Poi si è cercato di alzare lo sguardo oltre l’emergenza, per trasformare il patrimonio culturale in una risorsa generatrice di reddito. Riwaq ha così recentemente investito nel restauro della villa al Huqqiyeh nel villaggio di Qalandiya, tra Gerusalemme e Ramallah. Un intervento che s’inscrive in un progetto più vasto, denominato Life Jacket Project. The Rehabilitation and Development of Rural Jerusalem (letteralmente, «Progetto Giubbotto di salvataggio. La riabilitazione e lo sviluppo della Gerusalemme rurale»).
«Il progetto tenta di creare un ciclo che parte dalla conservazione degli edifici storici, per poi darli in locazione a organizzazioni locali e piccole imprese», racconta Shatha. «ll ricavato dell’affitto è dedicato a un fondo patrimoniale che mira al restauro di altre architetture, così che il ciclo possa andare avanti. L’idea è quella di dipendere sempre meno dalle donazioni, legate alle congiunture sociali e politiche, e arrivare a una certa autonomia economica».
Il coinvolgimento delle comunità locali
L’approccio adottato considera la Gerusalemme rurale un contesto unico, non un gruppo di singoli villaggi.

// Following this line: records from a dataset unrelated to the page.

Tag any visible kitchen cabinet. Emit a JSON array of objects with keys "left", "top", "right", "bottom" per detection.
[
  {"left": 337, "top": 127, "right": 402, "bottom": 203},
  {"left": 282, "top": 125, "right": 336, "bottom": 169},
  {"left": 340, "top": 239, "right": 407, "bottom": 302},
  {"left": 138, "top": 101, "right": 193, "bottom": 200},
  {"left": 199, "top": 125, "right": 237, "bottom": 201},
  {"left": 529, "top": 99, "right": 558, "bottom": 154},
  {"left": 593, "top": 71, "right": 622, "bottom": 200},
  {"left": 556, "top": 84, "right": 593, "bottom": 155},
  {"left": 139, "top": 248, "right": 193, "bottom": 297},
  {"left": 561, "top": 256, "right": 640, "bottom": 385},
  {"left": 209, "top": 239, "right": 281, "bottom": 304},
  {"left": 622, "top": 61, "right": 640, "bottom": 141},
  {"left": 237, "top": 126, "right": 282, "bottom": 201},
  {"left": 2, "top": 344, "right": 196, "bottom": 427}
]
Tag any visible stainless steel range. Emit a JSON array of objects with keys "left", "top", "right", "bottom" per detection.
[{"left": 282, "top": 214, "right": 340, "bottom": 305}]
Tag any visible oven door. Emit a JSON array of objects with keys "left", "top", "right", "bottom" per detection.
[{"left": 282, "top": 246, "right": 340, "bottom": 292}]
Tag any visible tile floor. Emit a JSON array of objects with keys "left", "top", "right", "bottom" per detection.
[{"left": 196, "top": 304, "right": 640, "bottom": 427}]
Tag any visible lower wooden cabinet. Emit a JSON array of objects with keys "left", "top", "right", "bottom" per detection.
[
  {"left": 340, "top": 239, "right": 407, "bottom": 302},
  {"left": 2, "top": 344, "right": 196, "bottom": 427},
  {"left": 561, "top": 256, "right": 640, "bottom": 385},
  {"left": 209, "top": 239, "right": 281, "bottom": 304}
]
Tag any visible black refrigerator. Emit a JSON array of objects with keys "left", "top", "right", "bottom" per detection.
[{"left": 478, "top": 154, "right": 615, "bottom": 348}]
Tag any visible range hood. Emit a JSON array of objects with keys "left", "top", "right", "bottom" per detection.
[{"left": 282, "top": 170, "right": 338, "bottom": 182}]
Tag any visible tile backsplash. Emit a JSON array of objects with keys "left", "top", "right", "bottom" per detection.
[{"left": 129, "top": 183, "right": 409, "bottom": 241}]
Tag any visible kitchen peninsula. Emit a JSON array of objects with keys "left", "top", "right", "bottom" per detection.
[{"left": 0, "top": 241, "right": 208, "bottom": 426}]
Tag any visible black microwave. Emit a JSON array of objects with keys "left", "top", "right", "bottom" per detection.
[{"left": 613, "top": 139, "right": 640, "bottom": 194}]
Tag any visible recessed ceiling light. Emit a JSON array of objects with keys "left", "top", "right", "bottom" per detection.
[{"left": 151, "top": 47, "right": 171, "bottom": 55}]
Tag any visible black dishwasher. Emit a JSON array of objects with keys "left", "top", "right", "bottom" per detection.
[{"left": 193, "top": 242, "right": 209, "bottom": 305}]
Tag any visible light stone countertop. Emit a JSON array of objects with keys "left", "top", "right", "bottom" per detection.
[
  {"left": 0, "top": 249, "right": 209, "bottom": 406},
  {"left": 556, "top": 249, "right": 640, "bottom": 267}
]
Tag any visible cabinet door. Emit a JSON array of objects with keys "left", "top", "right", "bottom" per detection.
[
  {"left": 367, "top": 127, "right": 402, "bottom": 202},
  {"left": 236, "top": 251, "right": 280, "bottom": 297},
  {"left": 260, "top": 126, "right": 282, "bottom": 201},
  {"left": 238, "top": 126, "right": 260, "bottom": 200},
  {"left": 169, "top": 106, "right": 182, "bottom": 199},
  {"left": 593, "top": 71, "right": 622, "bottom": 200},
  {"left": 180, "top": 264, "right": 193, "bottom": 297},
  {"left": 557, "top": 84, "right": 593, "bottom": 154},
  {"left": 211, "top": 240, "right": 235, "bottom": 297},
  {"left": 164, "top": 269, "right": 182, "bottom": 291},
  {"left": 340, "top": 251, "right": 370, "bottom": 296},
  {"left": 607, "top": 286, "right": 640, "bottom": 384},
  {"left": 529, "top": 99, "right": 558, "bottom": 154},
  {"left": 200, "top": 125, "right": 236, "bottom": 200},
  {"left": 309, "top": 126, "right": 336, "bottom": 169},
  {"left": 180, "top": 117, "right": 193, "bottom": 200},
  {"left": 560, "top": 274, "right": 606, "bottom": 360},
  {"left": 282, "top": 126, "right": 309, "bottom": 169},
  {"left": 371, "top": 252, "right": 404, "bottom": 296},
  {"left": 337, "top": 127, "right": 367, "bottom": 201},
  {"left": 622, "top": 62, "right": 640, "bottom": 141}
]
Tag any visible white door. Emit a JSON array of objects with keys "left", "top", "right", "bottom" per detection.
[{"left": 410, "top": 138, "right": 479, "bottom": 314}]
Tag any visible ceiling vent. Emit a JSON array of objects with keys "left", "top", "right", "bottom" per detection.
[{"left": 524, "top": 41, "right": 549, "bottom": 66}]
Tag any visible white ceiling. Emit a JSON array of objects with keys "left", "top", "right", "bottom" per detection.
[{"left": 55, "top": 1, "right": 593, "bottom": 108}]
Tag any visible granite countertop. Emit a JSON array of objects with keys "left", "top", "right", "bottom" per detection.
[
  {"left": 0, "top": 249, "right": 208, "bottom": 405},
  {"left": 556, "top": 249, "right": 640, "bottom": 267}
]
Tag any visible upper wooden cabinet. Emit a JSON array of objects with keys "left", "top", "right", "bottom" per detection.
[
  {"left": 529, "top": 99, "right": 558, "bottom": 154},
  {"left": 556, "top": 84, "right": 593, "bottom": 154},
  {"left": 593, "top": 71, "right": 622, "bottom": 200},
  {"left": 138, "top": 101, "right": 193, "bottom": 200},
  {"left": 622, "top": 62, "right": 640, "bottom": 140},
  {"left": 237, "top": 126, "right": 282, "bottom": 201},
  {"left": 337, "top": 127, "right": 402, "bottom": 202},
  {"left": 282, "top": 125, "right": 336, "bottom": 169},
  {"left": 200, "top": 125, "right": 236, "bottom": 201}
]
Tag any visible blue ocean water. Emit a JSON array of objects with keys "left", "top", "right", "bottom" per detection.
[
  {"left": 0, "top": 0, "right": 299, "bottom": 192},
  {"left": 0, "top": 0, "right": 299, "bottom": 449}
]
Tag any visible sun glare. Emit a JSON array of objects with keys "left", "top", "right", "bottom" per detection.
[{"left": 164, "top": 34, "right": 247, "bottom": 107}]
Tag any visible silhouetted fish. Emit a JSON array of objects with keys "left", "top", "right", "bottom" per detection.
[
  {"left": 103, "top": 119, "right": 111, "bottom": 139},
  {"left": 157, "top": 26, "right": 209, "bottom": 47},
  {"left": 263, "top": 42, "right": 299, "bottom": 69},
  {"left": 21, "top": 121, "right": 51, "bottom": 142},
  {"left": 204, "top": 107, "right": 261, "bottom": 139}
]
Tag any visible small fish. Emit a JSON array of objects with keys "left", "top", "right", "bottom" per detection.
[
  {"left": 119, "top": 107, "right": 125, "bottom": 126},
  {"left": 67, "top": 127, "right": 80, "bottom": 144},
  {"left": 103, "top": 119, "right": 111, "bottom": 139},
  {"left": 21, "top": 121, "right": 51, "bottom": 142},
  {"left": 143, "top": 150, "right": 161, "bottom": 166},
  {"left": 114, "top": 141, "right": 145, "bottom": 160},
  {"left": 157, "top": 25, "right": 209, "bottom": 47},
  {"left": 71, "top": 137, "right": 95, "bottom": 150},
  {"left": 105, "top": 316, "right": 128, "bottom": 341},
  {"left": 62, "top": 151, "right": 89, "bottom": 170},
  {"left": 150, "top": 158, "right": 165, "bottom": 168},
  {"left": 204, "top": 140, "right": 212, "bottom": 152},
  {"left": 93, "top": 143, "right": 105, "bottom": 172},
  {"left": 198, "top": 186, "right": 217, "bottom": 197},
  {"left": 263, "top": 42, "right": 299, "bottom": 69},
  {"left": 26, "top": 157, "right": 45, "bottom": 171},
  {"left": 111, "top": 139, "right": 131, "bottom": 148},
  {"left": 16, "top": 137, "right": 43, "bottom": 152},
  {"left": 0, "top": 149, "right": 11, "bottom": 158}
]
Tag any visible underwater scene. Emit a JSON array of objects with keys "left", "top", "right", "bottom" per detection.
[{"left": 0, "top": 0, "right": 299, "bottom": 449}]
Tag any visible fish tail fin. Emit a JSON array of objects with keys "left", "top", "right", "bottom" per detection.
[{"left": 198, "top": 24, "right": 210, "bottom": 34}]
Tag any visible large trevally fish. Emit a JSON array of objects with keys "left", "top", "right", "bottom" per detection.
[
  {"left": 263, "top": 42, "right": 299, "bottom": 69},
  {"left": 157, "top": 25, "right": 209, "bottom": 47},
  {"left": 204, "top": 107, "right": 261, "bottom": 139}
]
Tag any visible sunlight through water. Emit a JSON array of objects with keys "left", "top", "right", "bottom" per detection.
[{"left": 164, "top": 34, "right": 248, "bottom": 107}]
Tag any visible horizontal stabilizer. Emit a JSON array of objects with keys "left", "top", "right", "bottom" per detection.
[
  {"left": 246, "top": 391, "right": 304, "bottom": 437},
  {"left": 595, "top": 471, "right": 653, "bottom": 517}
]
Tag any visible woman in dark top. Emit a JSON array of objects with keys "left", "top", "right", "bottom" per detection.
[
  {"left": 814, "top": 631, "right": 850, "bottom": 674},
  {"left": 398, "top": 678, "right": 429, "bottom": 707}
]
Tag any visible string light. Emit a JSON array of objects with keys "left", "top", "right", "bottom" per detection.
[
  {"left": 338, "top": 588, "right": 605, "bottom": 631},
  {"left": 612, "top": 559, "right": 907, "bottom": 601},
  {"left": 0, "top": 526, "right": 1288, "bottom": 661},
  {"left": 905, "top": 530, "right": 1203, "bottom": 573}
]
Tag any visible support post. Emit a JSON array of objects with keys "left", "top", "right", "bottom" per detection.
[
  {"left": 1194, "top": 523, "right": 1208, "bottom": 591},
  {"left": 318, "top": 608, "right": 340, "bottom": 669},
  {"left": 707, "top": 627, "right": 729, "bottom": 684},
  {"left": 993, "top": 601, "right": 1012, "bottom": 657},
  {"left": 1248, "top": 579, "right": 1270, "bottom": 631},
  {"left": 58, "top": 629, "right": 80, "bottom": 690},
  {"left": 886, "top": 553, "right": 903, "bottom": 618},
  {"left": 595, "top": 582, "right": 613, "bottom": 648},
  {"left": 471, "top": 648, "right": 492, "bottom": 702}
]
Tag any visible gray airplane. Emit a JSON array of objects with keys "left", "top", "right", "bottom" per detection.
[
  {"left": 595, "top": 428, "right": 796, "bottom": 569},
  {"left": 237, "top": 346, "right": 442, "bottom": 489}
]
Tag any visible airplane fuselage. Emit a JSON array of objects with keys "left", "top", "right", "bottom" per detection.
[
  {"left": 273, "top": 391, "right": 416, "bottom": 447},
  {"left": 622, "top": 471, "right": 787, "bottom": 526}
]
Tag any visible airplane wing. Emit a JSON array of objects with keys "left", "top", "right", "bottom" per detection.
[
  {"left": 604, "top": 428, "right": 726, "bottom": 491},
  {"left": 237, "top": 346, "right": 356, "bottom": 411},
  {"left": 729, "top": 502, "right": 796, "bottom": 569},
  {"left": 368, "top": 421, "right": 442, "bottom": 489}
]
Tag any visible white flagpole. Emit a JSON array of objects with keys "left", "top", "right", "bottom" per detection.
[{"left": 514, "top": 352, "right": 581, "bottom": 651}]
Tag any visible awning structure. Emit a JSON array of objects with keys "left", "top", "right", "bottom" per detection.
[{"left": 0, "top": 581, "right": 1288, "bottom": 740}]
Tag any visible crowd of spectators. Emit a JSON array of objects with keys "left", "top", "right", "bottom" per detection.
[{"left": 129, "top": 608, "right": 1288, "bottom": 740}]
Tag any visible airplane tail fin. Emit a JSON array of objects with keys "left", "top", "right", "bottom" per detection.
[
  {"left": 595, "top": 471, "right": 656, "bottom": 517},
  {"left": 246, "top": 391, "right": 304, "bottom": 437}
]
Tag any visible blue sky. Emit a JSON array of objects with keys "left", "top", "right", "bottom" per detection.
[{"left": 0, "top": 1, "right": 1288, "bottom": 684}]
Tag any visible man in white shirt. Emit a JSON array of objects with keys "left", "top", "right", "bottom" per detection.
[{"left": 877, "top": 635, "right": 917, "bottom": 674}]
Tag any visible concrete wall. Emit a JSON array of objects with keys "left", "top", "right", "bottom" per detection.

Un contesto urbano dotato di relazioni storiche che s’intrecciano da un lato tra i vari villaggi, dall’altro con la grande città di Gerusalemme. Il piano, continua Shatha, «mira a rafforzare la presenza palestinese e a resistere ai tentativi di occupazione, frammentazione e sfollamento, che puntano a isolare Gerusalemme dal suo ambiente popolare e naturale, cioè appunto la Gerusalemme rurale».
Dato che nei Territori palestinesi la maggior parte degli edifici storici è di proprietà privata, un ruolo chiave è affidato alle comunità locali – in quanto prime custodi del patrimonio – e alle relazioni che tra queste s’instaurano.
«Cerchiamo di lavorare il più possibile anche con le scuole, le organizzazioni locali e i membri delle comunità rurali», precisa Shatha. «Trasmettiamo le nostre conoscenze, che si basano su ricerche, documenti storici e sulla tradizione orale. Stiamo preparando infine contenuti e materiali educativi da far rientrare nel programma scolastico palestinese».
Un vero «giubbotto di salvataggio» per tutelare un patrimonio antico e ricco di valore storico e umano.